A game that bridges continents and generations.

My mother never wanted me to learn how to play mahjong, fearing it might foster a propensity for gambling. When I was young, though, her sister would visit from London, giving her a sufficient number of players for the game. As dusk settled, I was lured from my bedroom to the table by the shuffling of ivory tiles and clattering of chips after someone yelled, “Kong!” My aunt, as aunts do, made me her proxy, giving me her seat and perching behind me as I played. Her sister acquiesced. hardwood floor tile

In time, my mother taught me the rudiments: a trio of suits, with tiles numbered one through nine, four of each; a quartet of capricious winds (east, south, west, north), four of each; and the triumvirate of so-called dragons — you guessed it, four of each. The object of the game, reminiscent of gin rummy, involves drawing tiles or taking discards to form sets: chi, a sequence of three tiles from one suit; pong, a trio of identical tiles; and kong, an elevated pong, all four of any tile. A winning hand, with a couple of exceptions, comprises four sets and a pair.
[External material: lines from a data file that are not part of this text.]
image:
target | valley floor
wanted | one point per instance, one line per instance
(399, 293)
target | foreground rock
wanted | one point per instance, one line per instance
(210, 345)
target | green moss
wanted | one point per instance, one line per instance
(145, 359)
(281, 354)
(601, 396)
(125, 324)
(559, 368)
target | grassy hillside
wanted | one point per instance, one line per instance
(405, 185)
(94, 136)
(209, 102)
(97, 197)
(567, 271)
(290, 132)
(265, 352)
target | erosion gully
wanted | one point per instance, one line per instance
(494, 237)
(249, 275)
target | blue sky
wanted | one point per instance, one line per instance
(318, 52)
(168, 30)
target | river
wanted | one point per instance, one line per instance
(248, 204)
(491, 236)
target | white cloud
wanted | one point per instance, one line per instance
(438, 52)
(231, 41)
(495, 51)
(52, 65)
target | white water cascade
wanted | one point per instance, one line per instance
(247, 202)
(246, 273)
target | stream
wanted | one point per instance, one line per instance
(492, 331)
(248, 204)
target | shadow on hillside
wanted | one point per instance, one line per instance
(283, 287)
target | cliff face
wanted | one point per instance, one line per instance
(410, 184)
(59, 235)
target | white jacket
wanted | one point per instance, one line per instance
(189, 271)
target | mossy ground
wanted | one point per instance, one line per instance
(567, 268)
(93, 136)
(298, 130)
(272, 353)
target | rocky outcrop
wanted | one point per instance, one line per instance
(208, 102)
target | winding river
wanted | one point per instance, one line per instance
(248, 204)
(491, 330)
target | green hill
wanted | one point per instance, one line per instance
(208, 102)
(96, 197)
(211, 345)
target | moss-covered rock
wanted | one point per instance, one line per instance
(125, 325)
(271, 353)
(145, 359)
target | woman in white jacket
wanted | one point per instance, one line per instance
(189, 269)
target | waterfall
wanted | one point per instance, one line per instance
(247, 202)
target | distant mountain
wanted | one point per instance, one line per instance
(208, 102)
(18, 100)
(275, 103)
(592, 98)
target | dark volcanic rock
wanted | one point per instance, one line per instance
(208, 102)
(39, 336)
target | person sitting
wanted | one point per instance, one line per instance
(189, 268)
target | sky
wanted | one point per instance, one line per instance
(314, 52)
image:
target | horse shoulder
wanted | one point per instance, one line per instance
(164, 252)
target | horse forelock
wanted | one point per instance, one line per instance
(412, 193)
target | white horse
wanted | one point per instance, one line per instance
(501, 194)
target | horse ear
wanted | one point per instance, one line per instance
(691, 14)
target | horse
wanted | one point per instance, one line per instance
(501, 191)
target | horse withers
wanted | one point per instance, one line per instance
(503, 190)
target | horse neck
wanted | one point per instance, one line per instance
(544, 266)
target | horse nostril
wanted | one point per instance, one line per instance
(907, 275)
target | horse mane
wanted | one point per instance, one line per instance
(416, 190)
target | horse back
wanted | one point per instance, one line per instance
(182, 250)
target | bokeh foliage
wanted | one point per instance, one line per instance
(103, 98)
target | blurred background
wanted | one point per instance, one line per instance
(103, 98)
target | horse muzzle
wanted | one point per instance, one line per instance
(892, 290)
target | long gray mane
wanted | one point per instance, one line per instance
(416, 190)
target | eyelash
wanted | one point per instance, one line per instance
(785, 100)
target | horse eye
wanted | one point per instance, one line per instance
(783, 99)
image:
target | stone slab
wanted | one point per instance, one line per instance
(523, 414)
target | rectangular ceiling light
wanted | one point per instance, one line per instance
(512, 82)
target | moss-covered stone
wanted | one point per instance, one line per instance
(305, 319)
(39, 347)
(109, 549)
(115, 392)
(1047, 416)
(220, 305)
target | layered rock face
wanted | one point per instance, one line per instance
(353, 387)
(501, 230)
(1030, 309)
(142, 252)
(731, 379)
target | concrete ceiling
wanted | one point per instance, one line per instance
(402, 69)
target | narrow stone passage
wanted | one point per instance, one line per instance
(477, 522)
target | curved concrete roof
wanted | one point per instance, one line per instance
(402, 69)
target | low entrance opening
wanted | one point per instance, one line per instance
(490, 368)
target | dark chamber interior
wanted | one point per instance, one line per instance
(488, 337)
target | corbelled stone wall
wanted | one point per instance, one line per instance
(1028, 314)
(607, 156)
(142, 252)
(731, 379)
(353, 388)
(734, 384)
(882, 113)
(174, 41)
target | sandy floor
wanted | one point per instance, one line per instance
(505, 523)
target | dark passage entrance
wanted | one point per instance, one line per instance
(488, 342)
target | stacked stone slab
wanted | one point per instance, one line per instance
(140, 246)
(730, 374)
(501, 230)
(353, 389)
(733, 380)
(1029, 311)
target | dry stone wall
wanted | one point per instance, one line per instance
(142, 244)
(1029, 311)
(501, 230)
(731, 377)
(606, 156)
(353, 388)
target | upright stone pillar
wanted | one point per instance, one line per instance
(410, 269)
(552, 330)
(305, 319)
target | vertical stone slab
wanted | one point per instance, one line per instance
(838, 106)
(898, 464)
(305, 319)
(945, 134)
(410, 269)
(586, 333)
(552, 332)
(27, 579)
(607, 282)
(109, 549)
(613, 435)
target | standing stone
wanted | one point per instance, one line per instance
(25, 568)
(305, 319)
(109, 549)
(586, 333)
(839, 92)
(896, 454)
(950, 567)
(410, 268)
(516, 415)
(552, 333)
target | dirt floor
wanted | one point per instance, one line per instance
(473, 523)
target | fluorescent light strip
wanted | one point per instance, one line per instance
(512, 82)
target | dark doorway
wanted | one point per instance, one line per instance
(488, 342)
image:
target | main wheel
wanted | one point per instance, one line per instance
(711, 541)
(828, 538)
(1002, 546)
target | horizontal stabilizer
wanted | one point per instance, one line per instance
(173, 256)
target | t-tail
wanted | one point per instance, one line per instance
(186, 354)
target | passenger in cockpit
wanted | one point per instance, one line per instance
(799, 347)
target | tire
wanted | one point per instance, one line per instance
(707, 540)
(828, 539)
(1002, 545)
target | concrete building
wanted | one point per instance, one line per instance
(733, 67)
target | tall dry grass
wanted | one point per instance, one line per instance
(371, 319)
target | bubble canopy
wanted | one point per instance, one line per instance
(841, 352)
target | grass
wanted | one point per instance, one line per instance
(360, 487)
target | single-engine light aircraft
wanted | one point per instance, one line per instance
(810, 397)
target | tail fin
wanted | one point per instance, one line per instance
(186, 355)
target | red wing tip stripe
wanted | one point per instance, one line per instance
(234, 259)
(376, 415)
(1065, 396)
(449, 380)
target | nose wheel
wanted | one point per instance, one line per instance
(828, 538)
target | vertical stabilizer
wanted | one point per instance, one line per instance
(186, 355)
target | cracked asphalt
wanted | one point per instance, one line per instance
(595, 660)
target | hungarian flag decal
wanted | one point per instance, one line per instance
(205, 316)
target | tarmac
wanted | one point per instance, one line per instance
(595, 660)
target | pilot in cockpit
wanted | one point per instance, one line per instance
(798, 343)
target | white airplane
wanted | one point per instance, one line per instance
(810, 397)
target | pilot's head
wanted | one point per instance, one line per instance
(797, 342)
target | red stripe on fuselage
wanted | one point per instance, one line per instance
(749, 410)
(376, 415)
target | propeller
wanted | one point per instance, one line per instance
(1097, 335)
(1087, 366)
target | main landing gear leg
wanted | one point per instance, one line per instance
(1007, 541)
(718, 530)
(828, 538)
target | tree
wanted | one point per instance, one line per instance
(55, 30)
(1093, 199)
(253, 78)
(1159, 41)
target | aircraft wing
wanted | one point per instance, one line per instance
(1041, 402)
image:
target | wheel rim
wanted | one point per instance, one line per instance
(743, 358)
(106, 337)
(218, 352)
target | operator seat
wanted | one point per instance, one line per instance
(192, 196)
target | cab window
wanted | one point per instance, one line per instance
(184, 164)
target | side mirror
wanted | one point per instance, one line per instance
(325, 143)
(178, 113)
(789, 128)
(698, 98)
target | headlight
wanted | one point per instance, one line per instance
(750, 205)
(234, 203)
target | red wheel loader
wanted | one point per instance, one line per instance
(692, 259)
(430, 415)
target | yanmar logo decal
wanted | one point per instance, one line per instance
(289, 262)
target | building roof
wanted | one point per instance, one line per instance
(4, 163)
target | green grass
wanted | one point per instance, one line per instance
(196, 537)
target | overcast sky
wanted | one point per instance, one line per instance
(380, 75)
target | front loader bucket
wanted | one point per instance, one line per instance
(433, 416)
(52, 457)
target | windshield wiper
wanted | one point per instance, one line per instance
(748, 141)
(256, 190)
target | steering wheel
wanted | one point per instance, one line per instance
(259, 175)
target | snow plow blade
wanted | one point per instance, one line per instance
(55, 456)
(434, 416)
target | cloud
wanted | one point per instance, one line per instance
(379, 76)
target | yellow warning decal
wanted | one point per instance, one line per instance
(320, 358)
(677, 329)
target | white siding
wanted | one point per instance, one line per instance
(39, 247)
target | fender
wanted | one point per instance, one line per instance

My mother will tell you that she’s not a gambler, but that’s a wily hedge. She zealously plays the stock market, the lottery and mahjong — a game in which payout grows not just incrementally but exponentially. She loves to tell the story of how she and her friends back in Kuala Lumpur would play for so long that one of them was wont to turn his underwear inside out so he wouldn’t have to stop. When my mother immigrated to Canada in the 1980s, a couple of heirloom mahjong sets were chief among the possessions she brought from Malaysia.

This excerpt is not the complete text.